Achieving High Availability using Polyhedra

How Polyhedra’s High-Availability mechanisms add resilience to your system and allow upgrades with zero downtime.


The Polyhedra IMDB and Polyhedra Flash DBMS database systems both come with an inbuilt mechanism for setting up a hot standby configuration, with control over fail-over. This article describes how this operates, and discusses how this can be used both to provide high availability and also a means to perform field upgrades with zero downtime.

For ease of printing and offline viewing, a copy of this article is appended below in PDF format.

(Note: the HA mechanism is not provided in all editions of Polyhedra: see the product comparison chart to see which features are available in the various editions.)

High Availability?

High Availability and Fault Tolerance are phrases that are often used rather loosely, especially when it comes to software. In practice, it is not software that is fault tolerant or highly-available, it is complete systems - but there are certain features or functions that the software components need to supply so as to make it possible to architect an HA solution. Embedded systems requiring High Availability - say, ‘five 9s’ (99.999%) or better for continuous running - are typically configured with redundant cards, power supplies, etc: rather than build systems to be fault-free, it is better to design them to be able to survive the failure of individual subcomponents. This can also give flexibility, as it can allow components to be swapped out and upgraded without upsetting the running system; while live upgradeability is not needed in some HA systems (for example, systems on board aircraft, that will be turned of when the flight is over or the aircraft is serviced), it is often crucial in more complex systems that need to operate continuously for years on end.

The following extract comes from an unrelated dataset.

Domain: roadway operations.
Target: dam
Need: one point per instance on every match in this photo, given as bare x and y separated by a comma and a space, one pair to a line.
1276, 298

For example, in telecoms infrastructure equipment a field upgrade should not disrupt calls in progress; in industrial process control systems, stopping a production line for an upgrade might cost tens or hundreds of thousands of dollars in terms of lost production and might have safety issues.

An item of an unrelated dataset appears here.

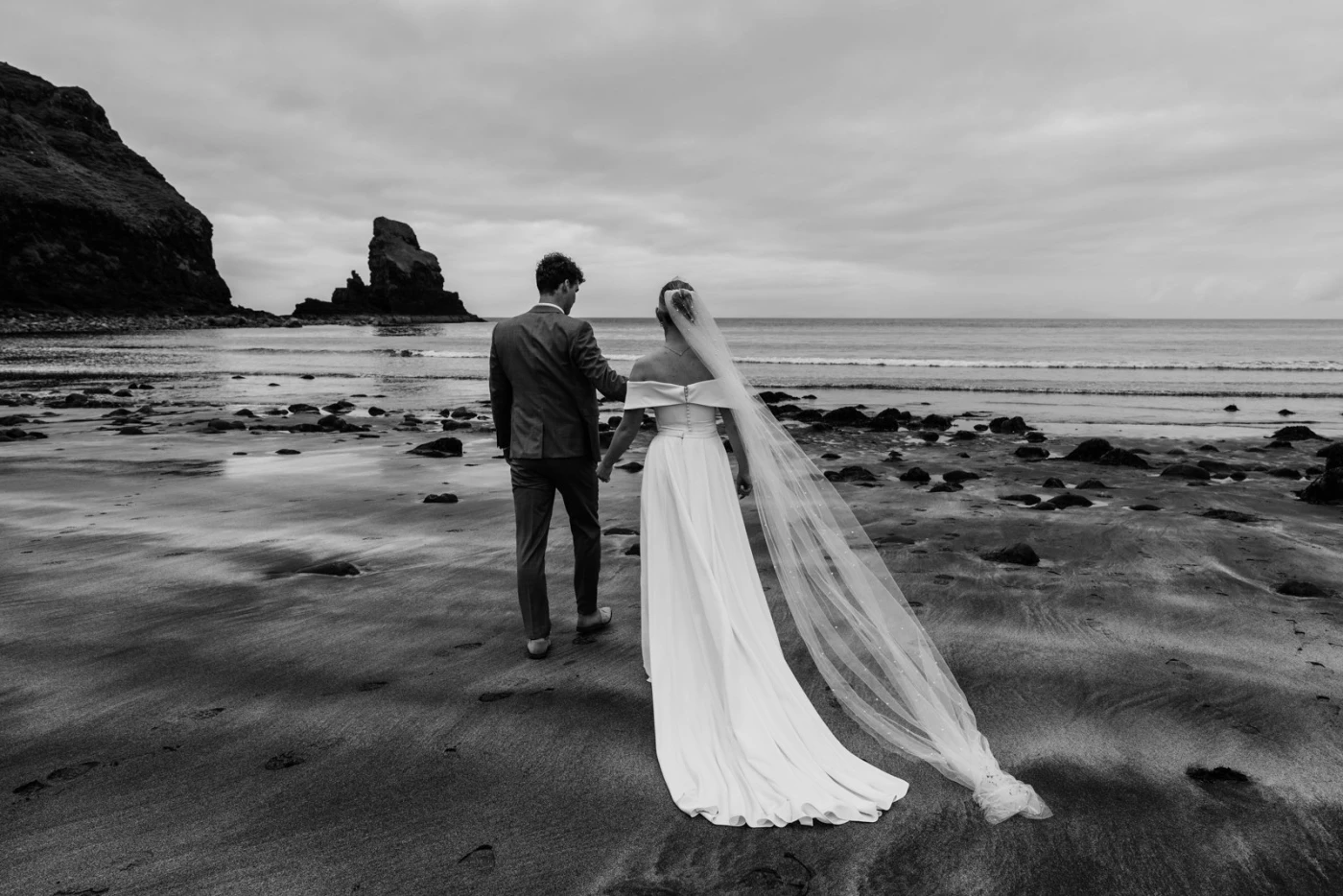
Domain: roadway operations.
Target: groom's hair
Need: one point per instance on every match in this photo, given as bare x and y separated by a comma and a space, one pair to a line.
554, 271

Looking at the data handling needs of HA embedded systems, they often have the following characteristics:
  • Data changes fast, but needs to be quickly accessible.
  • Data must be preserved in the face of a complete system failure, and must continue to be available in the face of a partial failure.
  • The data structures, queries and types of alteration are relatively static in a deployed system…
  • … though they will change frequently during application development, and will usually change when deploying new versions of the application.
  • Field upgrades should not require scheduled downtime…
  • … and the period of vulnerability to component failure should be minimised.
  • The system should minimise the amount of application coding that is needed to handle the HA configuration.
  • The application should be scalable, avoiding performance killers such as polling.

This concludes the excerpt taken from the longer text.